The preventive detention regime would allow the Minister for Immigration to apply to a court for an order that a person affected by the High Court’s decision be detained in a prison or be subject to restrictive supervisory conditions in the community, if there is an ‘unacceptable risk’ that a person will commit a serious violent or sexual crime in future. To grant a detention order, a court must be satisfied of the risk to a ‘high degree of probability’ and need only be satisfied on the ‘balance of probabilities’ to make a supervision order.  

A detention or supervision order can be made at any time, outside of a criminal sentencing process after a person has been found guilty of any offence. The preventive detention regimes that already exist use methods to assess future risk of offending that have been widely criticised and frequently found to be inaccurate.  

Sanmati Verma, Acting Legal Director at the Human Rights Law Centre, said: 

“The government and opposition are intent on setting up people recently released from detention to fail. Some, but not all, were convicted of crimes – but in all cases, they served their sentence years ago. Because of their visa status, people were denied access to rehabilitation and treatment that is supposed to be the purpose of time in prison. Leaving prison is difficult for everyone, but because of their visa status these people were denied the basic programs that other people have on their release.”  

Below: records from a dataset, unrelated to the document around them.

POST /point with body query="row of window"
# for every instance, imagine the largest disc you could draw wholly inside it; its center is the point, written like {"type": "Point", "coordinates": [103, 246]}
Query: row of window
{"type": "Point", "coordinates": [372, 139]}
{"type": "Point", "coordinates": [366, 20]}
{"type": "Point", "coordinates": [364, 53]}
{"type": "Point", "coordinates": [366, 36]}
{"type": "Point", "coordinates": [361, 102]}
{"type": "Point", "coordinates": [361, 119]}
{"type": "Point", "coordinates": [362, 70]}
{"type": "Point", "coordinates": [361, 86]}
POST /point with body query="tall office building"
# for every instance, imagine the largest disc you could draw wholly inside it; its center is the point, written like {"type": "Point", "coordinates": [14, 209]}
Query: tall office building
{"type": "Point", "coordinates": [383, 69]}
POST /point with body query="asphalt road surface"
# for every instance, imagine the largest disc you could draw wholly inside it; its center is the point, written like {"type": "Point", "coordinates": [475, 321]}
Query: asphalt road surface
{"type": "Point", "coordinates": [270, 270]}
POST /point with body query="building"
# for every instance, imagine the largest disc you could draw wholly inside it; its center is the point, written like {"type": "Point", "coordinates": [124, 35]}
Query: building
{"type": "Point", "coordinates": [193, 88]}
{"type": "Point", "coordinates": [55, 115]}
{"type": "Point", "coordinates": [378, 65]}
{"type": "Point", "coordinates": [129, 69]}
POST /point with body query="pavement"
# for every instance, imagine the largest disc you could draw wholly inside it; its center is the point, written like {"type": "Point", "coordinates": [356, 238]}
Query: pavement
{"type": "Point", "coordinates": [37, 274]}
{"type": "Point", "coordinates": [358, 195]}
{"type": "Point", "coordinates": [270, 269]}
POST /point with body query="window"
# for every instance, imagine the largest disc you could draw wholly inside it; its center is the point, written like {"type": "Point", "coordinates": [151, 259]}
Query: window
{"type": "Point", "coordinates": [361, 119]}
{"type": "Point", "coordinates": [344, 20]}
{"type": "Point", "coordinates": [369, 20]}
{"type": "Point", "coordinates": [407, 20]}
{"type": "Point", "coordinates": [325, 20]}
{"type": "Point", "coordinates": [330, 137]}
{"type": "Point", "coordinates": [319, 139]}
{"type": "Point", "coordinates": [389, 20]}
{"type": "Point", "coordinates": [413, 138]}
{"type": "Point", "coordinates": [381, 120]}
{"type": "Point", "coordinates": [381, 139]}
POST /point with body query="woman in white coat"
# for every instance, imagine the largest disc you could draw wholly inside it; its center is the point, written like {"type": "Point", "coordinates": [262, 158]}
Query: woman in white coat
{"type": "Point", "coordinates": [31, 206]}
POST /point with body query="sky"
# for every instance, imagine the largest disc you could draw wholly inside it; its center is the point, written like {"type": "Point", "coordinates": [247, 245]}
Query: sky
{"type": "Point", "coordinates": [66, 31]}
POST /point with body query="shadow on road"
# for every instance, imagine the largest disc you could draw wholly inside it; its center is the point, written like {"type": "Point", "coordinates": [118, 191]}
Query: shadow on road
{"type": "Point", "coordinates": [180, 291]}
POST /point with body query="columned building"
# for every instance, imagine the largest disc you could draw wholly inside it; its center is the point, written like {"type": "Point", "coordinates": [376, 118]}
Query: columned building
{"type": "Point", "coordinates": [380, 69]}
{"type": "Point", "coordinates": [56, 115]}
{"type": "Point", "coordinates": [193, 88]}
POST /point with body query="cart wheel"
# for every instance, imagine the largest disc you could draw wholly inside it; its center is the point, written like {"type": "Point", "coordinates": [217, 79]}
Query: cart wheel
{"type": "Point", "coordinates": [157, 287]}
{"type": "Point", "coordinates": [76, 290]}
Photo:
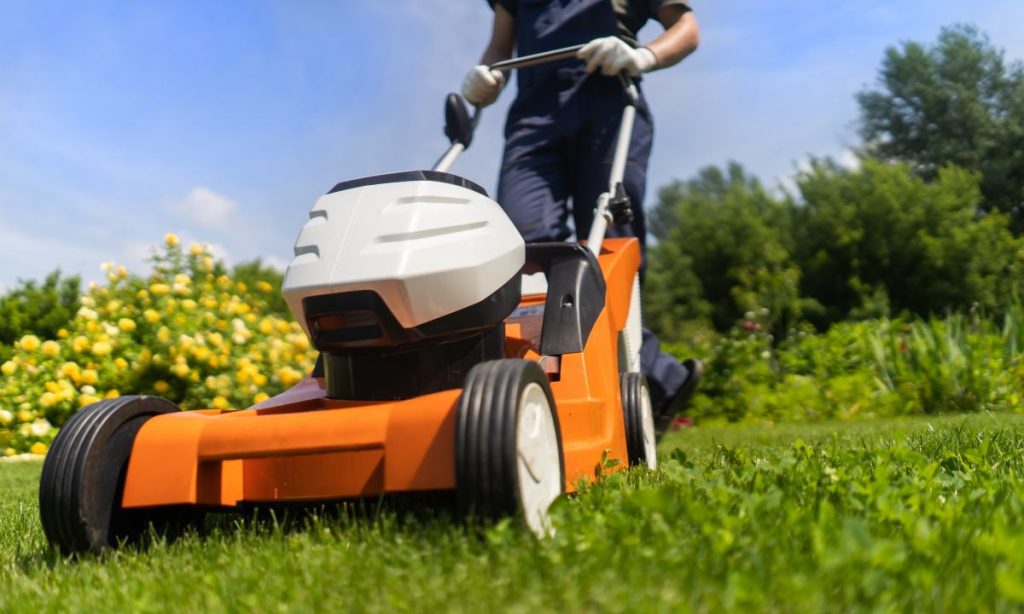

“Ignoring this, the government and opposition want us to believe that the only way to keep the community safe is to surveil or imprison every single one of this group of migrants and refugees for the rest of their lives. The Government is seeking to replace one impermissibly punitive regime – indefinite immigration detention – with another.”  

Hannah Dickinson, Principal Solicitor and Head of Legal at the Asylum Seeker Resource Centre, said:  

“The government and opposition have not explained why they think people born outside Australia pose any different risk from people born in Australia. There are already stringent laws managing risk in the community. We trust our justice system to do its job, holding people accountable for offending and facilitating rehabilitation and community safety. Those laws apply to everyone, regardless of where they were born.” 

“Why, then, do the government and opposition insist on rushing through an additional set of laws for people based solely on where they were born? When a government enacts damaging and punitive laws without justification, and without regard for proportionality or fundamental principles like equality before the law, we must ask where we draw the line.”